This week an old friend sent me a copy of a poem, cut out of a magazine. It ended, or appeared to end, on a stanza that was somewhat appropriate to him. (My friend lives alone and, like many who are lucky enough to live a long time, has found his former cronies have vanished one by one.):
But the years, that take the best away,
Give something in the end;
And a better friend than love have they,
For none to mar or mend,
That have themselves to friend.
It’s from ‘The Chilterns’ by Rupert Brooke and if you follow the link, you’ll find there are actually three more stanzas.
But that’s by the by. This piece of Rupert Brooke set me to thinking about him. I’ve always loved some of his poems, even The Soldier, which has fared so badly compared to Wilfred Owen’s Anthem for Doomed Youth.
‘The Soldier’ has come to be seen as a slightly embarrassing piece of patriotism in an age when patriotism is a dubious virtue. I’m sure the poem was used in its day (1914, when war was new, and people and poets didn’t see what was coming) to stir up battle-hungry youth. But actually, the title is the only part of the poem that mentions war, and the last line celebrates peace. If you set it next to Robert Browning’s Home Thoughts From Abroad, or some of the things Edward Thomas said about his reasons for going to France to fight, it is very much in a tradition.

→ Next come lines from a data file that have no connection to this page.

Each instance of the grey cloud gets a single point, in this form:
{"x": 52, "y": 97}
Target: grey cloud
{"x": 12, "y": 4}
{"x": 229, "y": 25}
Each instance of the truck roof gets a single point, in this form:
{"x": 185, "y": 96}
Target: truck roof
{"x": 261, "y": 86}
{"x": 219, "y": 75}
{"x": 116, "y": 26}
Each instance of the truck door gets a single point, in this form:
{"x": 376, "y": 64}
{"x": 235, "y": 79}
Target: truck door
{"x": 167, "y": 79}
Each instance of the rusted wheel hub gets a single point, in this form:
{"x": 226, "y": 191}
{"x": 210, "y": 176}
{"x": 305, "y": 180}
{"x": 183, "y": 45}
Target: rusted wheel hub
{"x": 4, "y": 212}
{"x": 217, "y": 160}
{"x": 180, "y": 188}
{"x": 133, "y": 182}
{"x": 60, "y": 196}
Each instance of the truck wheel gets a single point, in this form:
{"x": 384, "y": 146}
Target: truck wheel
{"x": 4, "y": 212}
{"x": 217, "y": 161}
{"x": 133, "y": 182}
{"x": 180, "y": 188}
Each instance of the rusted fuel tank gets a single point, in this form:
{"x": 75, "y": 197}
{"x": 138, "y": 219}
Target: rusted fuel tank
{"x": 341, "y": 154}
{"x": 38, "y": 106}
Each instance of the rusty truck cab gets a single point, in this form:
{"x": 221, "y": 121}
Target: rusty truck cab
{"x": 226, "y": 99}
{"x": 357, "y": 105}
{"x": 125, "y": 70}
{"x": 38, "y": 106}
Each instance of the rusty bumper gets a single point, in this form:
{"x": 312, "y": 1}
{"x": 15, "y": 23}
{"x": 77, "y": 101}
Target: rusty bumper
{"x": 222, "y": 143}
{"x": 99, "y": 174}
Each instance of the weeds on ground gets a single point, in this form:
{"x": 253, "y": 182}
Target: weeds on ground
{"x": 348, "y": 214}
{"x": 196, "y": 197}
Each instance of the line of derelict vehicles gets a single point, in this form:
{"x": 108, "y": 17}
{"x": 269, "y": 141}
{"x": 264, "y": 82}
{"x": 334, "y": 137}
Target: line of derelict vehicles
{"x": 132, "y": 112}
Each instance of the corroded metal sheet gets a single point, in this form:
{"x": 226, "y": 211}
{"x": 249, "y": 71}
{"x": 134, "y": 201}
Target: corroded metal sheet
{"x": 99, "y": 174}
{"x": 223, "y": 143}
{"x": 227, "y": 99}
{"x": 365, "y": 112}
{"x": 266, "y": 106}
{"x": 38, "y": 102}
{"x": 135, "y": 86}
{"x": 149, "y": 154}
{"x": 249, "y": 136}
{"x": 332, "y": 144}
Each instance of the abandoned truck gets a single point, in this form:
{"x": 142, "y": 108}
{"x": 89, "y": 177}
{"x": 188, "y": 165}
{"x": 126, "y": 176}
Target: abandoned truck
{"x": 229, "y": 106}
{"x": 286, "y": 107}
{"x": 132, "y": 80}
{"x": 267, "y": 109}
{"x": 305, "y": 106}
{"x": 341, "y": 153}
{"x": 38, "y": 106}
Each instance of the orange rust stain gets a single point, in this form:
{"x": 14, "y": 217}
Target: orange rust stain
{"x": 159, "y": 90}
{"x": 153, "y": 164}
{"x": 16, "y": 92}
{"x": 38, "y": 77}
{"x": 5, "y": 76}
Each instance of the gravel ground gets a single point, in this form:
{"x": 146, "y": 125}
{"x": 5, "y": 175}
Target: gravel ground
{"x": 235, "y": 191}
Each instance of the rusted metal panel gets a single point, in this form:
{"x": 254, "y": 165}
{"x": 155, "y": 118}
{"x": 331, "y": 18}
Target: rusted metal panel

Also, poor Brooke did die in another country. Not of a gunshot wound or a shell explosion, but nevertheless, in Greece on his way to Gallipoli, of an infected mosquito bite. Nothing heroic about that, but fearfully sad.
Anyway, I still haven’t got to the point.
Which is that I started to think about Rupert Brooke, whose poems I learned to like from my mother, who had the Complete Poems with the lovely frontispiece photo of Brooke looking irretrievably handsome in 1913 protected tenderly by a sheet of tissue paper.
She had told me how she started to read Brooke at the start of another war, the Second World War, and it was because of a man she met while watching a military parade. He had given her a volume of Brooke. I knew there was a story to this, and I remembered there was a mysterious inscription at the front of the book, but for the life of me I couldn’t remember what she had said about this chap.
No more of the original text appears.